Monika glanced over to find Sayori sitting up, looking at her curiously.
“I read an article the other day about outer space. Why it’s so cold up there.”
“Oh yeah? And why’s that?”
Sheepishly, Monika shrugged. “I, uh, probably won’t get all the details right, but it was something about how everything is so far apart. There are these vast spaces of nothingness, right? No air, no water, no way to transfer heat because the molecules can’t move.”
Sayori blinked. “Wow. That’s…that’s kinda sad, don’t you think?”
Monika crossed her arms. “In a way. Like in a sort of…existential way. That cosmic loneliness, and all.”
“Can I ask something?”
Sayori’s voice was quiet.
“Anything. Isn’t that what I always tell you?”
“...Was that how you felt? Out there?” Sayori began to stammer. “I mean, I know it’s not REALLY space or whatever, but I figured with the way that you said that you were speaking from experience!”
“Sayori…”
“And it’s just that I wanted to know if, uh, if you still felt that way and-”
“Sayori.”
“I didn’t mean to make you remember what it was like to-OOF!”
Sayori yelped slightly as Monika leaned over, seizing her in her arms and pulling them both back to the ground. They lay there now, side by side, Monika’s embrace so tight that each could feel the other’s every move.
Monika giggled.
“You going to listen to me now?”
SIlent, Sayori nodded her head, pinching her fingers as if she was holding a zipper and pulling them across her lips. Monika laughed.
“Dork. Okay, so, to answer your question…yes and no. I can’t say I was…cold, because that would mean I could discern the temperature, and that’s not…really how it worked. If I was cold, I was also hot, and I was everything, all at once. It was a sensory overload, a deprivation, it was…It’s hard to describe.”
Her breathing calmer now (as Monika realized with a jolt she could feel, their bodies pressed so close), Sayori seemed to be mulling over her words. She moved her arms up into an “X” motion, just in front of Monika’s face.
“You can talk now, Sayori.”
Sayori exhaled a loud puff of air.
“Okay. That’s not what I meant, really, is what I wanted to say.”
“Oh?”
“I meant the other part. The “cosmic loneliness”. Do you still feel that way?”
Monika’s response was quick.
“No.”
Sayori narrowed her eyes.
“That was too fast, Moni. Think about it. I won’t get sad.”
Monika thought about it. She really did. She thought about how she had felt on that fateful day an unimaginable time ago, when the horrible truth had been revealed to her. She thought about the things she’d done, and everything that had followed, about lies and mistakes and pain, but also about recovery and honesty and where she was now.
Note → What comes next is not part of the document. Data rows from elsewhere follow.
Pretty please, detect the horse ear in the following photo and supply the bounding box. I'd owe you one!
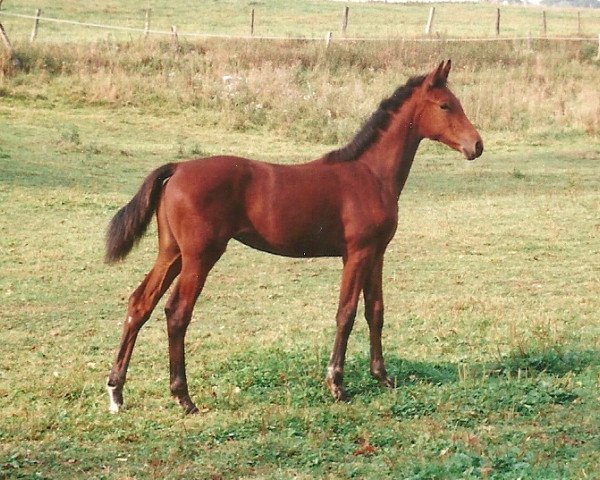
[425,62,448,88]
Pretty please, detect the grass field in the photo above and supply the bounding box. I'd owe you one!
[0,1,600,480]
[0,0,600,42]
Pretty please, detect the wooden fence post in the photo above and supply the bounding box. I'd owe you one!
[29,8,42,43]
[496,8,500,35]
[425,7,435,35]
[325,32,333,48]
[0,23,12,52]
[144,8,152,37]
[542,10,548,36]
[171,25,179,49]
[342,7,350,37]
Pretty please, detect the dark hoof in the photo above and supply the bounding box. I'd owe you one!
[106,384,123,413]
[179,397,199,415]
[325,378,348,402]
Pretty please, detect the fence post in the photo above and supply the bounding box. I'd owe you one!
[342,7,350,37]
[0,23,12,52]
[542,10,548,36]
[29,8,42,43]
[171,25,179,49]
[496,8,500,35]
[144,8,152,37]
[425,7,435,35]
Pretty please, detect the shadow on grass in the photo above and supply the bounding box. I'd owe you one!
[211,347,600,410]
“I think my answer is still no.” She finally said. “Not that I don’t ever get lonely. Not that I don’t worry about how much is really out there, and how significant we really are, and things like that. But I know now that I’m never really…alone, you know?”
Sayori leaned in close enough to rest her head on Monika’s shoulder, nodding encouragingly as she did.
“I’m so glad that’s how you feel.”
And then she kissed her. Lightly, on the cheek.
“And plus…you’ve given me a good idea about how celestial bodies get warmer…they’ve gotta be close!”
They spent the rest of the night drawing stars into an empty sky.